Abstract
Summary
PyHMMER provides Python integration of the popular profile Hidden Markov Model software HMMER via Cython bindings. This allows the annotation of protein sequences with profile HMMs and building new ones directly with Python. PyHMMER increases flexibility of use, allowing creating queries directly from Python code, launching searches, and obtaining results without I/O, or accessing previously unavailable statistics like uncorrected P-values. A new parallelization model greatly improves performance when running multithreaded searches, while producing the exact same results as HMMER.
Availability and implementation
PyHMMER supports all modern Python versions (Python 3.6+) and similar platforms as HMMER (x86 or PowerPC UNIX systems). Pre-compiled packages are released via PyPI (https://pypi.org/project/pyhmmer/) and Bioconda (https://anaconda.org/bioconda/pyhmmer). The PyHMMER source code is available under the terms of the open-source MIT licence and hosted on GitHub (https://github.com/althonos/pyhmmer); its documentation is available on ReadTheDocs (https://pyhmmer.readthedocs.io).
1 Introduction
Protein similarity search and annotation is a key part of biological sequence analysis, allowing for the discovery of protein function from sequence data. Improving on Position-Specific Scoring Matrices that were used historically to search for motifs, Profile Hidden Markov Models (pHMMs) were introduced in HMMER (Eddy 2011) to model protein sequence families. Since then, HMMER has become a de facto standard for protein domain annotation, with several protein domain databases such as Pfam (Mistry et al. 2021) or TIGRFAM (Haft et al. 2013) being distributed as pHMMs.

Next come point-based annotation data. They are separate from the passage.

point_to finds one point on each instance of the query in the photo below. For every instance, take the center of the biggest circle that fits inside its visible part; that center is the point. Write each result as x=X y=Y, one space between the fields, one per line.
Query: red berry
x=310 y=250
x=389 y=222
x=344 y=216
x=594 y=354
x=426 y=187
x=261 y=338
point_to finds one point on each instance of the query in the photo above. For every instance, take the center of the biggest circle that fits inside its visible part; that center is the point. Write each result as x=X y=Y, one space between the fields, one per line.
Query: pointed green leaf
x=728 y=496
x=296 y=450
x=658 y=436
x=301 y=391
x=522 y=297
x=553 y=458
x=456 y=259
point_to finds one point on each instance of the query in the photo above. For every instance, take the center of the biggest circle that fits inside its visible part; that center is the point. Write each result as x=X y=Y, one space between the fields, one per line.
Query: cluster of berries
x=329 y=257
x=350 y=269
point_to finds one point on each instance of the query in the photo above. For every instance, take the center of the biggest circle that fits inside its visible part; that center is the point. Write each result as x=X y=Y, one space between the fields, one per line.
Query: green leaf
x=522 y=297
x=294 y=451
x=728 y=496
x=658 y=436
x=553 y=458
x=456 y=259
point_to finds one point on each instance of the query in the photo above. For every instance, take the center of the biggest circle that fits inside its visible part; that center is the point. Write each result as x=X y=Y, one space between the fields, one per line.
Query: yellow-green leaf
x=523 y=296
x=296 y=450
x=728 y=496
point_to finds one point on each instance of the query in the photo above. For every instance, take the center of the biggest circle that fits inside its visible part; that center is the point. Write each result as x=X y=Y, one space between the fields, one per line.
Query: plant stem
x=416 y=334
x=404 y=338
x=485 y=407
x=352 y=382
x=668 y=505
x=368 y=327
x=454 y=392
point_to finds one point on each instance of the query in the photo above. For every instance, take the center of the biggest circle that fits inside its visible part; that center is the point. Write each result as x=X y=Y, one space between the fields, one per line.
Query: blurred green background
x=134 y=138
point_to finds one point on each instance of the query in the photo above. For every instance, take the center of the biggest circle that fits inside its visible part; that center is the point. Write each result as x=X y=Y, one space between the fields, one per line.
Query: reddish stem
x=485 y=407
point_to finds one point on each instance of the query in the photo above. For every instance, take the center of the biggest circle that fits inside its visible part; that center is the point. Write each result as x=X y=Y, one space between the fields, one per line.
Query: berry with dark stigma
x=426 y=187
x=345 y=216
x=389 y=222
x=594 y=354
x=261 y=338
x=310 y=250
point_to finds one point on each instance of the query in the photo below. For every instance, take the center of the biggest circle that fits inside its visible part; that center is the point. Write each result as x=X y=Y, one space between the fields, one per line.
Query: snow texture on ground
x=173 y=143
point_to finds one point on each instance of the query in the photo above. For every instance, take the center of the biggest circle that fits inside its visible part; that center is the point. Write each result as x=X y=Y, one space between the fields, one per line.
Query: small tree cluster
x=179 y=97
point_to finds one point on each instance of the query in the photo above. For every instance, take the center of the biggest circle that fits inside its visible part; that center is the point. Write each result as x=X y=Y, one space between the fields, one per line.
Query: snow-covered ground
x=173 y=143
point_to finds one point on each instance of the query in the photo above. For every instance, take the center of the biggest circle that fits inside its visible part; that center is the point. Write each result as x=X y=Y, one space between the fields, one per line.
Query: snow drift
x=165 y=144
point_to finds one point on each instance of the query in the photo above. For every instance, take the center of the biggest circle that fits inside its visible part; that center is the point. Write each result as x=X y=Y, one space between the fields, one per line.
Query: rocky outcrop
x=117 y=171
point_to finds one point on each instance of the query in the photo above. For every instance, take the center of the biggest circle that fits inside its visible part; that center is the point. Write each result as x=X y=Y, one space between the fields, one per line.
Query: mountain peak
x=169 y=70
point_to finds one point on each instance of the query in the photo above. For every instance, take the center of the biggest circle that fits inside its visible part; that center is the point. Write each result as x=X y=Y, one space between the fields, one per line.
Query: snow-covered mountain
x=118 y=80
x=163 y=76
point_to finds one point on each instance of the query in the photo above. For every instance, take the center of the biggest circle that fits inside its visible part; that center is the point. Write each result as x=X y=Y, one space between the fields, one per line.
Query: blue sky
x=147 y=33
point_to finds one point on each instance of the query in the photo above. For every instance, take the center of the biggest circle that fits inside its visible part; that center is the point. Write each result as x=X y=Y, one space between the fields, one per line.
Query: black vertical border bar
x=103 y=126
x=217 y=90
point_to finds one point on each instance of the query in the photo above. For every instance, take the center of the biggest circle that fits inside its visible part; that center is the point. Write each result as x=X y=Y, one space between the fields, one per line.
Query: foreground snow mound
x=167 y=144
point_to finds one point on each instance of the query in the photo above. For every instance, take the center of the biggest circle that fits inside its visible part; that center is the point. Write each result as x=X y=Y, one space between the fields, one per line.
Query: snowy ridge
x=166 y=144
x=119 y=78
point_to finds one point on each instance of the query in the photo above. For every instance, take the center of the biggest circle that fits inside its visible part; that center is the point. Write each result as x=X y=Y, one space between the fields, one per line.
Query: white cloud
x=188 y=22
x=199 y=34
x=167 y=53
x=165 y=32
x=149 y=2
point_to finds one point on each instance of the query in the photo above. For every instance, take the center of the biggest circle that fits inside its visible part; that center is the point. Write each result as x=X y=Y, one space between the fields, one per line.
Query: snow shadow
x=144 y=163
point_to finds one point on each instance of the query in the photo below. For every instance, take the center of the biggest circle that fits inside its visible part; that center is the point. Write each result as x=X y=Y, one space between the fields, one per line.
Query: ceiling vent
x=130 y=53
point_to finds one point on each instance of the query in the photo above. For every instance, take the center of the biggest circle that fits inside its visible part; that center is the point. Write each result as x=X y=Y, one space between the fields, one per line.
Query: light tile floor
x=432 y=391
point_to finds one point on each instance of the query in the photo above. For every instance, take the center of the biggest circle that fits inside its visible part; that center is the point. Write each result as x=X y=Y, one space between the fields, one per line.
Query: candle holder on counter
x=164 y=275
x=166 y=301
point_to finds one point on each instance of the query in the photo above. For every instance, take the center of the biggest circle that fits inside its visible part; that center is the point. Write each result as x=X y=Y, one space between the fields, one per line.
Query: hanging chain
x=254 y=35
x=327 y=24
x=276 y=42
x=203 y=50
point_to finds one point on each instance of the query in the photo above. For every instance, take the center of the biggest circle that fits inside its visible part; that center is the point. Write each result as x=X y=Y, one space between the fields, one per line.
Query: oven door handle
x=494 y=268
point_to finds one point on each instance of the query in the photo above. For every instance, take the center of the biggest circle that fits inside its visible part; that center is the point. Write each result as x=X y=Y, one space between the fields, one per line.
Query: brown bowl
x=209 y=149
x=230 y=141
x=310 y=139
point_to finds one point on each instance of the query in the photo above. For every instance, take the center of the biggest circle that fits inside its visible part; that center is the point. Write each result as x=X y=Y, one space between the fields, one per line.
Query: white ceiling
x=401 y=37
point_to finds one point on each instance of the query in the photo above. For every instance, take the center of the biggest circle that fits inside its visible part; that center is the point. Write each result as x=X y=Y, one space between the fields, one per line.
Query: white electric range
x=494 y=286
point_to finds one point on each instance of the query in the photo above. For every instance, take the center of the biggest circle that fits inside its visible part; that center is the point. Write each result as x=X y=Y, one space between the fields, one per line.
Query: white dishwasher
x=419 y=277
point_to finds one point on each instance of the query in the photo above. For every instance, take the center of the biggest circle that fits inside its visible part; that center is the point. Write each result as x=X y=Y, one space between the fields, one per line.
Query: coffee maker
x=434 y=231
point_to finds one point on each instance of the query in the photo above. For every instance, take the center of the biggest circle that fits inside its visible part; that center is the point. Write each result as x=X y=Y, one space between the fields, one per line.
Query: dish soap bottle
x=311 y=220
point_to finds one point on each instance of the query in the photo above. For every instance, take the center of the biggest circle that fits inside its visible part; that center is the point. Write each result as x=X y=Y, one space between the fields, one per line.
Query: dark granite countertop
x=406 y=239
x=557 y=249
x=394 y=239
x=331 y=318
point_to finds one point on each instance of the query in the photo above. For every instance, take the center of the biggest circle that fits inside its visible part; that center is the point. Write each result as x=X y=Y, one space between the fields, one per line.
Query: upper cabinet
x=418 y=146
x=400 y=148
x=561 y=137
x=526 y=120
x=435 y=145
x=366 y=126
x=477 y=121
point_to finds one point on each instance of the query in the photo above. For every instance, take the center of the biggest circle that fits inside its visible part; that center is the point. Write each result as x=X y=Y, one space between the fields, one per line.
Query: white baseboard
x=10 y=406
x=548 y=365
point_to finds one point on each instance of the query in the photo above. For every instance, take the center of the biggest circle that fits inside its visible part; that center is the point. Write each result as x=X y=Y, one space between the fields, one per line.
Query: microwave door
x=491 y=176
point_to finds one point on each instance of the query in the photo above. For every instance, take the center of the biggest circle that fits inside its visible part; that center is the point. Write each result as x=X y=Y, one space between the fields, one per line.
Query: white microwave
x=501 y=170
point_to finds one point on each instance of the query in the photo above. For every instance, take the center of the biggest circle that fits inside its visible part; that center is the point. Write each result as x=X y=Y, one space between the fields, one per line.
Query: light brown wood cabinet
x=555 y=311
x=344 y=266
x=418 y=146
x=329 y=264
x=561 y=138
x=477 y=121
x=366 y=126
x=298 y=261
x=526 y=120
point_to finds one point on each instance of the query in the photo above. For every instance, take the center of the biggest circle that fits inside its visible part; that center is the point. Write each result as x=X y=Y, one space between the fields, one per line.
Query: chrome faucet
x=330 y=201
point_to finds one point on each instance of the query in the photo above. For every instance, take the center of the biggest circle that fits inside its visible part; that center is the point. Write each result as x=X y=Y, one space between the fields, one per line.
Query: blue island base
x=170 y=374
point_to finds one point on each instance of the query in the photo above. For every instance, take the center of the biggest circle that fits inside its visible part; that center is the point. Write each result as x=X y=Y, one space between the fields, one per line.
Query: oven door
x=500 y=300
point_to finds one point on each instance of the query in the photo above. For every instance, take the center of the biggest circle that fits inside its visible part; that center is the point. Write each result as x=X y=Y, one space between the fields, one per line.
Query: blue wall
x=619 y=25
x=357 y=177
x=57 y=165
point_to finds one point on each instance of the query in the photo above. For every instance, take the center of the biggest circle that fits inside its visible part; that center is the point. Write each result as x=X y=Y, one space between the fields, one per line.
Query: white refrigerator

HMMER provides different utilities with a command line interface (CLI), and only offers an application programming interface (API) for the C language (Kernighan and Ritchie 1978). This makes it rather cumbersome to use with modern languages such as Python, which are now more popular among scientists (Perkel 2015). Here we describe PyHMMER, a library providing Python bindings to the C API of HMMER using Cython (Behnel et al. 2011), allowing seamless integration of HMMER in larger Python programs, or in Jupyter notebooks (Kluyver et al. 2016). Such literate programming efforts help to address the reproducibility crisis, allowing for exact versioning and reproducible scripts for pHMM generation, among other recommended practices (Rule et al. 2019).
2 Implementation
The original HMMER codebase is organized into several components: a general purpose library for biological sequence manipulation named easel, a core library specific to HMMER named libhmmer, and dedicated CLI tools for building HMMs and performing sequence searches (hmmbuild, hmmsearch, phmmer, etc.).
The Cython language, a superset of Python that can be compiled into C or C++ extension modules, allows defining foreign function interfaces to the library components of HMMER. Using this particular feature, we developed the pyhmmer.easel and pyhmmer.plan7 extension modules to wrap the most relevant types from the easel and libhmmer libraries, respectively. In both submodules these types are exposed as Python classes, allowing the user to create and manipulate a Sequence or an HMM object directly (Listing 1).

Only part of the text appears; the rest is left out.